Community Right to Bid was one of the key features of the Localism Act 2011 which was designed to give more power to local people and communities.It offers the right for local community groups to bid to purchase local property.
The legislation is, of course, well intended, as its designed to counter the damage that can be done to communities and community services when property and other amenities are closed or sold.
However, from a property owner’s point of view it can delay, restrict or prevent an owner from disposing of its property to a third party.
Who decides if a property is an asset of community value?
Local authorities are obliged to keep a register of assets which have value to their community.Qualifying community groups can make nominations to the local authority for land and buildings to be included on the register.
To be considered an asset of community value (ACV) the local authority must be satisfied that the property (land or buildings) have, or have recently, had a use which assisted with the social well being or cultural, recreational or sporting interests of the local community.
Any property which the relevant local authority deems has met the criteria and can be an asset to the local community in the future (in some cases even for a different use) could be included on the register and therefore become subject to the right to bid.
Although there are specific exclusions as to what may qualify, an ACV could potentially include village halls, community centres, pubs and clubs and sporting or recreational land and buildings. Once included on the local authority’s register as an ACV the property should be removed after five years.
What obligations does this place on the property owner?
If the owner of a property registered as an ACV wants to make a ‘relevant disposal’ of its interest, it must notify the local authority who must then notify the community group which nominated the property.

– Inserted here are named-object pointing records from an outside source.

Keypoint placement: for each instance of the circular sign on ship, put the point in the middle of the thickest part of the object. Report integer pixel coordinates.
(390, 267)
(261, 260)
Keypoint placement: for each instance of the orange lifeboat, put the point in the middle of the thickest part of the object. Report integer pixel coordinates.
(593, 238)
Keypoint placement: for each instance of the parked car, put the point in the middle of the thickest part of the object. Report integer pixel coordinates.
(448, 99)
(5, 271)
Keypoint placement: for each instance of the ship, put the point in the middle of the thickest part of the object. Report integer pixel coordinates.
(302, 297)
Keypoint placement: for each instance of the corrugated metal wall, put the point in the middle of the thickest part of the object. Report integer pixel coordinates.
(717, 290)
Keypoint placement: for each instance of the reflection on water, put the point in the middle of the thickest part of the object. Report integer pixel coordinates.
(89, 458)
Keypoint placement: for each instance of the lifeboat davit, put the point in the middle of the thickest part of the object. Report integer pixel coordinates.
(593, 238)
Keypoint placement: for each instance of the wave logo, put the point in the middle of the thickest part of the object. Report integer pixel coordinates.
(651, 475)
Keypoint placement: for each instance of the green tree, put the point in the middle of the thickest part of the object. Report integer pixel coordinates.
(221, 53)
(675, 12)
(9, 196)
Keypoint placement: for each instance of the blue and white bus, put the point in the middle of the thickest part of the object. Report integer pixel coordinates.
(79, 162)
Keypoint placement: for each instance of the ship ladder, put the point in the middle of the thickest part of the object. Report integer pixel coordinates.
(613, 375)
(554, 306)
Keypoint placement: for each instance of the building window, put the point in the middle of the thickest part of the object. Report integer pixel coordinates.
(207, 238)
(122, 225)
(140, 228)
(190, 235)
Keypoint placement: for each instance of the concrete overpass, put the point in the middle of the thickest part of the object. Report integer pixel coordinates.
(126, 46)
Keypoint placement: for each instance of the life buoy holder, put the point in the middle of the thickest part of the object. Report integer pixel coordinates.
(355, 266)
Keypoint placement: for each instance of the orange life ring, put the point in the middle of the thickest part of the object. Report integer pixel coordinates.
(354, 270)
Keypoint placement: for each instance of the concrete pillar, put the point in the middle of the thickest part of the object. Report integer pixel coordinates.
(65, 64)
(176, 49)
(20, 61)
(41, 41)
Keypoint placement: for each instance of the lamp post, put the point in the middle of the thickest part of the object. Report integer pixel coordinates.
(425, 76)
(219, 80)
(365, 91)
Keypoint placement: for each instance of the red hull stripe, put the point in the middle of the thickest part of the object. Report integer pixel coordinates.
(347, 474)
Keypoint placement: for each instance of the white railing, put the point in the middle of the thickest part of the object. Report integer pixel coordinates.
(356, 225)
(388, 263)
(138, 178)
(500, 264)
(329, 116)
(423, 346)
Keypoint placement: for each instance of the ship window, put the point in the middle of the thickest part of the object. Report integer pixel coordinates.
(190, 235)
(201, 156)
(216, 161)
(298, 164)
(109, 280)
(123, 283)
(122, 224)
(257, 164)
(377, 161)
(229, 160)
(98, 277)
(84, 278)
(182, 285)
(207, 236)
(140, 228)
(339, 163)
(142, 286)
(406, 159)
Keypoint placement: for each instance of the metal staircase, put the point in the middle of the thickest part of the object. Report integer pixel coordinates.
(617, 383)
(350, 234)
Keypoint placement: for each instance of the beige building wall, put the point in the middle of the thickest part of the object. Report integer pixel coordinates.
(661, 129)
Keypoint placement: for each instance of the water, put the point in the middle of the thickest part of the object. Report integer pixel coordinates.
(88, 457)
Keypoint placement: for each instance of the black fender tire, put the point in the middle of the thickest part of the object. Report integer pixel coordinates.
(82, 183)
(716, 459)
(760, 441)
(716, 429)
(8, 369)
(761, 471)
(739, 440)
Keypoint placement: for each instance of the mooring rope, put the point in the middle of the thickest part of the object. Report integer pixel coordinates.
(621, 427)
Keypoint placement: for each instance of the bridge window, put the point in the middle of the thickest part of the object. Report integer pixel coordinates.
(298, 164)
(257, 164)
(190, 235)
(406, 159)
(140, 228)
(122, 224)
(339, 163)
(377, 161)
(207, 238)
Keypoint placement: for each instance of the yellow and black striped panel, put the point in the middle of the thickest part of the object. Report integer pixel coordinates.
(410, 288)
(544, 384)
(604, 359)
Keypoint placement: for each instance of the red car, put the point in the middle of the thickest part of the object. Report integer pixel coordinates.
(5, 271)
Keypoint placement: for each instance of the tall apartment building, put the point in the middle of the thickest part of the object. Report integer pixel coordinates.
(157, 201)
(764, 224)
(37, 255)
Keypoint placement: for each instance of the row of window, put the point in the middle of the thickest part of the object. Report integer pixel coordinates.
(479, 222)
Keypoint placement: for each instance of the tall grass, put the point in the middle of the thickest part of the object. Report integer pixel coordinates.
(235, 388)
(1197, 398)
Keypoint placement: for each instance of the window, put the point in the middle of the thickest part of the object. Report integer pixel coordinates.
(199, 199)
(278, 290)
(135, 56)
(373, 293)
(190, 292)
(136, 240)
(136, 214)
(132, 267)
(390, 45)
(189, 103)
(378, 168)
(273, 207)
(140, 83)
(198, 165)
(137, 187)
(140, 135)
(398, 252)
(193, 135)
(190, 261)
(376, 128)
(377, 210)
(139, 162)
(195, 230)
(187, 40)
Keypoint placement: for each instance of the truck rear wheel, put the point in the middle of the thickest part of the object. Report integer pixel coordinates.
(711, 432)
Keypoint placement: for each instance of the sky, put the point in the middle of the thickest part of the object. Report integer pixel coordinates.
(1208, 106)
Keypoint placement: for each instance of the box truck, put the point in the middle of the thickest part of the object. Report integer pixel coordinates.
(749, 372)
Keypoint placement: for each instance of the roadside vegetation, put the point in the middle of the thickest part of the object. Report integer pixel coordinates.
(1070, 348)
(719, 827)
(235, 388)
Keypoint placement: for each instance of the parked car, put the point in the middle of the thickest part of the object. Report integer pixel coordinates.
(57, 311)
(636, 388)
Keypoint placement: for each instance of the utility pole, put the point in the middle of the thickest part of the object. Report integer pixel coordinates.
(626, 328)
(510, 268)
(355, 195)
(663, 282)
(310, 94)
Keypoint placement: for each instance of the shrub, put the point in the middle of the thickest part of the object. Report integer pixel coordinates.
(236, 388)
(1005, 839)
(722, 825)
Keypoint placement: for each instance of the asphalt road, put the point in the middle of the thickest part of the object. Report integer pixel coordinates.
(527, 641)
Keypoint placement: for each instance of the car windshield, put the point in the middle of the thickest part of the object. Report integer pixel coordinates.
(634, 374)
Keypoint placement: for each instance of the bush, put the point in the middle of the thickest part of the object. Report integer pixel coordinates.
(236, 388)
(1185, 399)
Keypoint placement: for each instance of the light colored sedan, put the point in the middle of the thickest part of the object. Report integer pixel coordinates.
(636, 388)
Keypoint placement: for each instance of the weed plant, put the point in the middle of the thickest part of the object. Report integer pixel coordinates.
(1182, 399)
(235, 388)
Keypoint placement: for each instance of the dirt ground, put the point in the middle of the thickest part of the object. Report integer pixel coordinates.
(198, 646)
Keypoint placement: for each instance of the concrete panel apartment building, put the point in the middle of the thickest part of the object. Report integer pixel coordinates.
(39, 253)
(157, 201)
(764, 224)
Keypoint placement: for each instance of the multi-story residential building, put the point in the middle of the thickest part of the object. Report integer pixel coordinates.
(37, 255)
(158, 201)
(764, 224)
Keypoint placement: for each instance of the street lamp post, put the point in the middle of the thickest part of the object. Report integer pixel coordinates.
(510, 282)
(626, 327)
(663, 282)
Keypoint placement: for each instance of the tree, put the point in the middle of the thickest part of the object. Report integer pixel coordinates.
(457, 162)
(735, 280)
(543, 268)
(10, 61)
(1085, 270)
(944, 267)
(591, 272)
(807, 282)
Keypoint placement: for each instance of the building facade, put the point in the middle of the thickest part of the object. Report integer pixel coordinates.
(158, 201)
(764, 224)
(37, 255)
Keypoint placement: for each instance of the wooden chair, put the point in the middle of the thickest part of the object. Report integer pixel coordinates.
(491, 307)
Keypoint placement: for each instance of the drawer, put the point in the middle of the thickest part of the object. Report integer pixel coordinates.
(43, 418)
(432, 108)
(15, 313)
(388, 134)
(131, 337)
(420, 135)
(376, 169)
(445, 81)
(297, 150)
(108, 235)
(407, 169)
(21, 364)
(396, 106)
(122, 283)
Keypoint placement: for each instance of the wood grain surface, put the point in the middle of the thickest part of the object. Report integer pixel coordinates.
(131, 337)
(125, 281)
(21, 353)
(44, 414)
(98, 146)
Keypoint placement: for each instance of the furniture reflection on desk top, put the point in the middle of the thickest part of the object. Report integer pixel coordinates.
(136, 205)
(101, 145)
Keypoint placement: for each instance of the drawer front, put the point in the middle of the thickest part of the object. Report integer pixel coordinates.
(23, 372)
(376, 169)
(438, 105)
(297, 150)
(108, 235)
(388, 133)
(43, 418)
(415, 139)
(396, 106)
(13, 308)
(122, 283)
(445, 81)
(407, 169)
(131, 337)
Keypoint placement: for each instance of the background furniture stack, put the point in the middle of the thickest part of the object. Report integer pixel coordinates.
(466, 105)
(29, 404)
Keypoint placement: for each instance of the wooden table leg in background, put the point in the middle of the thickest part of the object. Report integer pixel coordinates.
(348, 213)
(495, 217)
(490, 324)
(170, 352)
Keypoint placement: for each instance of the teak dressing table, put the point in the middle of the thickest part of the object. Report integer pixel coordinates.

The community group then has six weeks to decide whether or not it wishes to make an offer to acquire this asset and, if it does, it will have six months to make a formal offer. While the owner is not bound to accept this offer, it is not allowed to enter into any contract to dispose of the property except from a contract with the community group until this six-month period has expired.
A ‘relevant disposal’ is a sale of the freehold or the assignment or grant of a lease (for a term which, when granted, had at least 25 years to run). However, there are some significant exclusions.
The right to bid process could cost owners (and sometimes occupiers) six months in a sale process and limit them to only being able to dispose of the property to a third party for a 12 months thereafter without having to repeat the notification process.
Therefore it is likely most will try to resist nominations to designate their property as an ACV. The Act provides that the local authority is obliged to notify the owner if their property is nominated as an ACV, keep them informed, and provide written notice of the decision whether to include the property as an ACV.
The Act allows owners to appeal the decision of a local authority to list property as an ACV and also makes provision for the payment of compensation to landowners for losses incurred as a result of complying with the new procedure, although there are strict timescales for making appeals and claiming compensation.